Não há qualquer dúvida que toda a criança quer aprender, hipótese derivada depois de ter observado o processo educativo durante vários anos, e em culturas diversas. Até por que ganha com isso a aprovação dos seus adultos. Mas, mais importante que isso, porque ao aprender entende o que se passa em torno de si. O processo educativo é, em consequência, mais amplo do que é o ensino em instituições especializadas. A primeira aprendizagem que procura a criança é a de distinguir pessoas. É evidente que, desde o seu nascimento, uma criança tem uma aproximação emotiva, pelo menos à pessoa que a cria e alimenta.
O que eu quero referir aqui é a aprendizagem genealógica, entre pessoas com as quais se tem relações de subordinação, direitos e obrigações, e aqueles que é preciso evitar. A distinção genealógica leva à distinção entre os parentes e os que o não são, tais como vizinhos e amigos, adultos e pares, jovens e velhos, homens e mulheres. Daí, segue-se, apenas numa ordem convencional através do crescimento, a distinção do que cada um deles faz, qual o seu trabalho, o que parece ser o que a criança quer imitar. Em qualquer cultura, o que se quer aprender é altamente diferenciado: primeiramente, porque se o grupo é altamente hierarquizado, isto é, com pouca mobilidade, a criança será e é orientada para o trabalho da pessoa que depois vai substituir; se a sociedade é menos hierarquizada, e apesar de entender principalmente o que fazem os adultos com os quais convive, prática que tem grande influência na sua memória, uma criança pode ser orientada para conhecimentos diferentes daqueles do lar. Seja como for, na aprendizagem existe sempre o limite do que o grupo sabe, conhece e pratica, o que a nível universal resulta de sociedades e povos pescadores, pastores, caçadores, industriais e outros.

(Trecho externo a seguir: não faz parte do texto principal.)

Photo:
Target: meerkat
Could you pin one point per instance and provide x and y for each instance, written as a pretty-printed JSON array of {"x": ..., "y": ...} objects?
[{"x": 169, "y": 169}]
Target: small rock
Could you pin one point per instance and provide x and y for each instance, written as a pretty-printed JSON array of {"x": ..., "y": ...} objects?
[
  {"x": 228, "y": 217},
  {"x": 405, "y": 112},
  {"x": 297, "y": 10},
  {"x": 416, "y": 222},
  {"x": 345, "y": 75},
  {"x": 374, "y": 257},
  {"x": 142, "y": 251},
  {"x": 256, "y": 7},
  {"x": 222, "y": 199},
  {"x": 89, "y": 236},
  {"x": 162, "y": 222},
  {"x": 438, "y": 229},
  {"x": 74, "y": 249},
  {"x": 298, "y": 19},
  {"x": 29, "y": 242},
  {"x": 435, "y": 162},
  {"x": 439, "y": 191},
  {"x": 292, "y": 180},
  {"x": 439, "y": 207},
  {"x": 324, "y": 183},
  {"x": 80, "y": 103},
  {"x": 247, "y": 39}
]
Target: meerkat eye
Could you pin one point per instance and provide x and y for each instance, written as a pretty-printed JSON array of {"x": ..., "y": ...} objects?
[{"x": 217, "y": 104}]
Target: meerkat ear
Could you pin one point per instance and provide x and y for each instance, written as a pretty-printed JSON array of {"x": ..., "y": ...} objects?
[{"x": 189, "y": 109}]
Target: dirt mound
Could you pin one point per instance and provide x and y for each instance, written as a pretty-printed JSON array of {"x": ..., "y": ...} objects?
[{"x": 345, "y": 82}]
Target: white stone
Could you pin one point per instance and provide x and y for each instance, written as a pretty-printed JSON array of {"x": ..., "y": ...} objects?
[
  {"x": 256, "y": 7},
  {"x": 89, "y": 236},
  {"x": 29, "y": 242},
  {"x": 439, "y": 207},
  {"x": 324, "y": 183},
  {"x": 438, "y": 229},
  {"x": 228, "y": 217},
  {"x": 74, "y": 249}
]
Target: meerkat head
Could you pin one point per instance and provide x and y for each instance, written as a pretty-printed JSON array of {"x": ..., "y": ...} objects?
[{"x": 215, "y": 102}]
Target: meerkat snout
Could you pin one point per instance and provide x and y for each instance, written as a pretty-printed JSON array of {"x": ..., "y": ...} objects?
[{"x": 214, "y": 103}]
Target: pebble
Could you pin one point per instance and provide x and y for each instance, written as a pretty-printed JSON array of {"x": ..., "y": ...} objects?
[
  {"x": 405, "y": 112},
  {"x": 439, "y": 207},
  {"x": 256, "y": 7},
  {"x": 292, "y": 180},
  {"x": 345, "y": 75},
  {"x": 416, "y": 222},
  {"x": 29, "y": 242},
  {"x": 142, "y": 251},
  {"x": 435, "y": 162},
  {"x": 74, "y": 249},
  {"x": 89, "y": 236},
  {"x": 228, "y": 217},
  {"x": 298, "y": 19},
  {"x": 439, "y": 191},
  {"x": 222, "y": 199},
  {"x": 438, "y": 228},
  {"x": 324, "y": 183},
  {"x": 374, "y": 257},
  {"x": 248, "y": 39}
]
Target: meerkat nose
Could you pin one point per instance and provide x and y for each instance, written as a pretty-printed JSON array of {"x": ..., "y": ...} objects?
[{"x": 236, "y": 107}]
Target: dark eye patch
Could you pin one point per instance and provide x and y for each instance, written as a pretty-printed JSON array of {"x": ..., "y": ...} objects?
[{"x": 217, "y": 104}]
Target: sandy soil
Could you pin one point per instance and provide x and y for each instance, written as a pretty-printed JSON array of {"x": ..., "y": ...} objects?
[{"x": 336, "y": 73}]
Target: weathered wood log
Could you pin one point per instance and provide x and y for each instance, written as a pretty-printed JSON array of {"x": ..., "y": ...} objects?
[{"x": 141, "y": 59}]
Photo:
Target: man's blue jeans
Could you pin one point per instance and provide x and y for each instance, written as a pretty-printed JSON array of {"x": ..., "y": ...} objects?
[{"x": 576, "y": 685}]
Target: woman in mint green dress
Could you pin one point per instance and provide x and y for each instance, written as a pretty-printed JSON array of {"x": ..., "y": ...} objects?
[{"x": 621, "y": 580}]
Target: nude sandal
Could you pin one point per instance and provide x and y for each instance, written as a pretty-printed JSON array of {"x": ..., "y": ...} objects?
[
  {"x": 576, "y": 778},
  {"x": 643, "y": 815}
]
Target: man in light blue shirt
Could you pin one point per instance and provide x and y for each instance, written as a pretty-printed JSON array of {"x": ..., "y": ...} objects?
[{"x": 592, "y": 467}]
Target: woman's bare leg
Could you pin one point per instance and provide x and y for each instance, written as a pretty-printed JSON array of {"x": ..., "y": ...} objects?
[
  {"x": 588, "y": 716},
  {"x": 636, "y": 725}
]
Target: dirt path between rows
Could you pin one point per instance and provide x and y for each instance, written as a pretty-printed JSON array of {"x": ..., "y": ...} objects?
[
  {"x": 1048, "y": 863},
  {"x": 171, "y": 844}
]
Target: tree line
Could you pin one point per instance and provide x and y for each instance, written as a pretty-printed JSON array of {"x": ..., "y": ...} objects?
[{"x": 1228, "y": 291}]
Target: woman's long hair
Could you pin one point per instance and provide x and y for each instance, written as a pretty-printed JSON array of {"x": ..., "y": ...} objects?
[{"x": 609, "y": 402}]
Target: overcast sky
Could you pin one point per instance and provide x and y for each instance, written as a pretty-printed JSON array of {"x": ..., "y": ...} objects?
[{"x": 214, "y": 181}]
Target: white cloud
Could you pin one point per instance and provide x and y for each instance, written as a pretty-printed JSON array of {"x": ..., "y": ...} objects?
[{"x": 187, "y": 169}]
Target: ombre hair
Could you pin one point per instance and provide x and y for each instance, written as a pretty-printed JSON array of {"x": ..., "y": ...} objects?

É na medida da compreensão do que aí é feito, que quem está a aprender ganha ou não o respeito dos restantes. Respeito que é um estímulo para querer aprender: todo o pequeno ser que mostra conhecimento e entendimento, recebe também a aprovação dos demais. Na vida quotidiana, o processo educativo é funcional à incorporação dos mais novos nos afazeres do grupo, uma incorporação interessada por parte dos adultos que estão empenhados em ter permanentemente mão-de-obra e outras inteligências que colaborem com eles. O facto de percorrer os sítios e lugares onde tudo acontece é já parte do processo. Para levar as crianças a outras actividades, é preciso contrariar as primeiras tentativas de imitar os adultos com mais importância. E é isto o que se faz nos processos de iniciação, quer entre os povos primitivos quer nos rituais dos povos denominados civilizados. Em ambos os sistemas existem, ou estão organizados, grupos de especialistas que empurram o seu candidato para este desencadear do processo mais primário de querer aprender. Saber é fazer parte dos que têm o conhecimento. Saber o quê é ser parte útil à função social da continuidade histórica.
O problema de querer saber apresenta-se quando no grupo aparecem formas diferenciadas de técnicas para ensinar, e a arte de contrariar não fica nas mãos do grupo, mas nas mãos do poder que destina a sua actividade a só preparar essa política de contrariar.